The South Australian-based bid to construct Australia’s new Pacific Patrol Boats could result in more than 500 jobs for local businesses involved in the supply chain.
Minister for Defence Industries Martin Hamilton-Smith said the project had the potential to create about 120 new and 400 indirect jobs.
“This project would provide significant economic benefits to the state,” Mr Hamilton-Smith said.
“It is expected more than $300 million would be injected into the South Australian economy during the seven-year acquisition phase.
Global engineering and construction company Kellogg Brown & Root and South East Asia’s premier commercial and naval shipbuilder Singapore Technologies Marine have partnered with Port Adelaide shipbuilder Adelaide Ship Construction International to bid for the project.
Mr Hamilton-Smith inspected the Adelaide Ship Construction International shipyard yesterday and congratulated them on being a successful recipient of $31,500 from the State Government’s Export Partnership Program.
The Federal Government requires up to 21 steel-hull replacement vessels for Australia’s Pacific neighbours.
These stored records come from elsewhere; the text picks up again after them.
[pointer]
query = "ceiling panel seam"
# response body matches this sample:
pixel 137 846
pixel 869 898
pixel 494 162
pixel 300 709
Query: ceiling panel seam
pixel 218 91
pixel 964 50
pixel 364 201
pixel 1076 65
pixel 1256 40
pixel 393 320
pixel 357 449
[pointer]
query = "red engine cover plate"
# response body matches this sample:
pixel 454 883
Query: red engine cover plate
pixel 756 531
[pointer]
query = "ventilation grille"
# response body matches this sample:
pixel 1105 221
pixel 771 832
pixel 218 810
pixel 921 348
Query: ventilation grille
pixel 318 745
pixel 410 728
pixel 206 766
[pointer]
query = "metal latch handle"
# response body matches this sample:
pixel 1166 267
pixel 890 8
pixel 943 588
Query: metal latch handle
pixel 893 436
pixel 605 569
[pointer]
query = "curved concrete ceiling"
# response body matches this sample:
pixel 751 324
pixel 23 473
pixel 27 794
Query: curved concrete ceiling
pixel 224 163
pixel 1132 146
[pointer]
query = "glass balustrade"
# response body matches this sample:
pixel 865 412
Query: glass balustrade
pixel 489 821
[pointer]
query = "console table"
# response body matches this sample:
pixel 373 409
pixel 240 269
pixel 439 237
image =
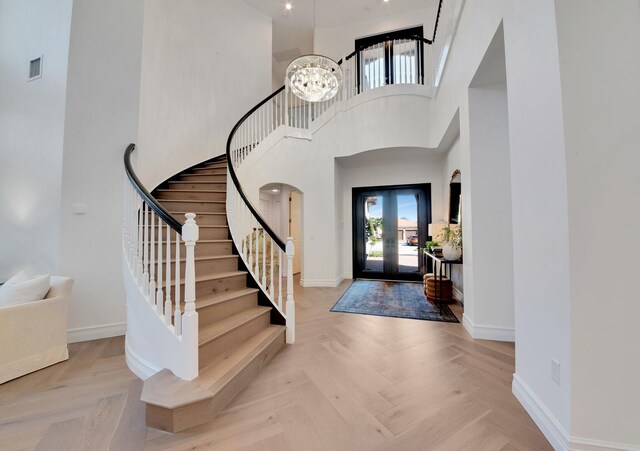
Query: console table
pixel 441 267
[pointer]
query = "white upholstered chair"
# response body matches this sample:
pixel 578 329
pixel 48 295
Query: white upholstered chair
pixel 33 335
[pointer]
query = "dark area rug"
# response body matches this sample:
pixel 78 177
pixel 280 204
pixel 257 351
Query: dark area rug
pixel 395 299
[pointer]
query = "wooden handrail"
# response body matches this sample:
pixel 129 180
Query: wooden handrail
pixel 281 244
pixel 151 201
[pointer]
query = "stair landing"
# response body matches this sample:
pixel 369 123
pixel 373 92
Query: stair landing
pixel 236 337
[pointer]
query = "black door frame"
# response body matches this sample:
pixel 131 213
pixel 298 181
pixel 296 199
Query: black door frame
pixel 359 246
pixel 388 38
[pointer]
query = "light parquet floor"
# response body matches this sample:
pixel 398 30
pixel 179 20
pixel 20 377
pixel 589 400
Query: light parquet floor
pixel 351 382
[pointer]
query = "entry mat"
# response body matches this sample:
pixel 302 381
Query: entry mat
pixel 395 299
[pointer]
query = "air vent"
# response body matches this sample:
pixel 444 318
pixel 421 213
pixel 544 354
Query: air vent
pixel 35 68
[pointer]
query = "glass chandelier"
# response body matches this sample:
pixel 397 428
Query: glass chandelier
pixel 314 78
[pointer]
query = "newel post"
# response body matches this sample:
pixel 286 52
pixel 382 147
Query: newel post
pixel 291 305
pixel 286 106
pixel 190 234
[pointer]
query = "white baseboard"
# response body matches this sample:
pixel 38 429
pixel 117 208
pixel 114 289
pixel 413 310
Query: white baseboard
pixel 488 332
pixel 546 421
pixel 587 444
pixel 332 283
pixel 96 332
pixel 458 295
pixel 139 366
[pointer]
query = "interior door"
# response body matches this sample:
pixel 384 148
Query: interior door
pixel 295 227
pixel 389 228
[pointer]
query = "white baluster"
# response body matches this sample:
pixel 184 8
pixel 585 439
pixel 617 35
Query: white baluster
pixel 152 260
pixel 190 235
pixel 286 105
pixel 139 228
pixel 250 260
pixel 132 229
pixel 176 314
pixel 264 259
pixel 167 301
pixel 256 250
pixel 159 292
pixel 291 306
pixel 280 279
pixel 145 244
pixel 272 244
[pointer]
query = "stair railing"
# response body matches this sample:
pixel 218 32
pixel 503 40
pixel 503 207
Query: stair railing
pixel 263 252
pixel 416 61
pixel 165 283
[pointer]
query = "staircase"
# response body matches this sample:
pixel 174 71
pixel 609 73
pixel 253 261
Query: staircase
pixel 236 336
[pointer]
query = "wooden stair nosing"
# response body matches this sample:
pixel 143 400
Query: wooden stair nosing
pixel 226 325
pixel 218 275
pixel 223 369
pixel 199 191
pixel 208 301
pixel 194 201
pixel 168 391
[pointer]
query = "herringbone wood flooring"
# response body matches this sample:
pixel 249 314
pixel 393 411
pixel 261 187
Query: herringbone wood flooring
pixel 351 382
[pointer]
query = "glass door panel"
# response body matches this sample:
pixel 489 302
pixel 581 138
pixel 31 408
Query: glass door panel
pixel 373 233
pixel 408 240
pixel 389 227
pixel 372 67
pixel 405 61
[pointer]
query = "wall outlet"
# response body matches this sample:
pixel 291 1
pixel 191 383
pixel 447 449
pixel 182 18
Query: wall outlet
pixel 80 209
pixel 555 370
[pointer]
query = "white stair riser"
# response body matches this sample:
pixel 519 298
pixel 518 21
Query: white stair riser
pixel 210 350
pixel 222 178
pixel 216 312
pixel 190 195
pixel 214 186
pixel 197 207
pixel 204 267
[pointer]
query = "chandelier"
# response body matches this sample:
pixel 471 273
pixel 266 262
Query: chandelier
pixel 314 78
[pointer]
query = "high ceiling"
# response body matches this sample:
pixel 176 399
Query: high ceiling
pixel 293 29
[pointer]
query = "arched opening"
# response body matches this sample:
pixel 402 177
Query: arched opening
pixel 282 207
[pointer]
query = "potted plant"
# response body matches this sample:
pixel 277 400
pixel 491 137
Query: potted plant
pixel 430 246
pixel 452 235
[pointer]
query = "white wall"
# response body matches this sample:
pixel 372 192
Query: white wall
pixel 367 123
pixel 337 42
pixel 31 133
pixel 600 96
pixel 450 163
pixel 492 240
pixel 539 191
pixel 394 166
pixel 101 119
pixel 204 65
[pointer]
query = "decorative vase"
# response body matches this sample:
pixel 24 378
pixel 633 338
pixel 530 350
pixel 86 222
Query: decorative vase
pixel 451 253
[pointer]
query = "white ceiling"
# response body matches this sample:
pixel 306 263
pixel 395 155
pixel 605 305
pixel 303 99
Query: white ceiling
pixel 293 29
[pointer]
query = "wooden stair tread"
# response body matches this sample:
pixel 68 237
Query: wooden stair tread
pixel 208 257
pixel 198 213
pixel 194 201
pixel 219 328
pixel 223 369
pixel 217 275
pixel 206 301
pixel 204 182
pixel 166 390
pixel 170 190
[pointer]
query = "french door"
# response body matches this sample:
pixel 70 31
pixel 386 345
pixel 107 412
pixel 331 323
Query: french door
pixel 389 228
pixel 390 58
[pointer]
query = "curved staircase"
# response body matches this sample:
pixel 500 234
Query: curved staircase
pixel 236 336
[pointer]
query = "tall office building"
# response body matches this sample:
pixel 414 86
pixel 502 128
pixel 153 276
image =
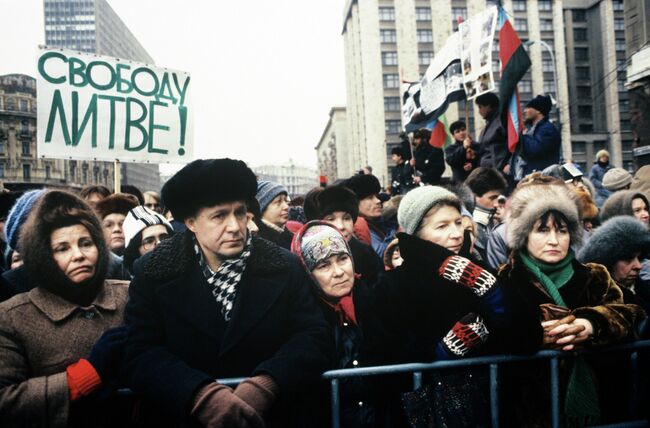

The project is worth about $600 million in addition to through-life sustainment and personnel costs estimated at $1.4 billion over 30 years.
“The project is a strategic bridge to retain shipbuilding skills as the Air Warfare Destroyer project nears completion and before the replacement frigate and submarine projects begin.
“The Pacific Patrol Boat project offers an opportunity to strengthen the state’s shipbuilding capability and re-skill workers from the automotive industry,” Mr Hamilton-Smith said.
“This is all part of building a national, sustainable shipbuilding industry based on a strategy of continuous construction, rather than the current stop-start, project by project approach.”
“The company has built more than 60 commercial steel-hulled vessels of a similar size and complexity as the required patrol boats during the past two decades. It has also undertaken fabrication work on the Air Warfare Destroyer project.
Mr Hamilton-Smith met with Singapore Technologies Marine in Singapore in June and said the company is committed to transferring its innovative shipbuilding methods and technologies.
“This transfer of technology will have long-lasting economic benefits for shipbuilding in South Australia,” Mr Hamilton-Smith said.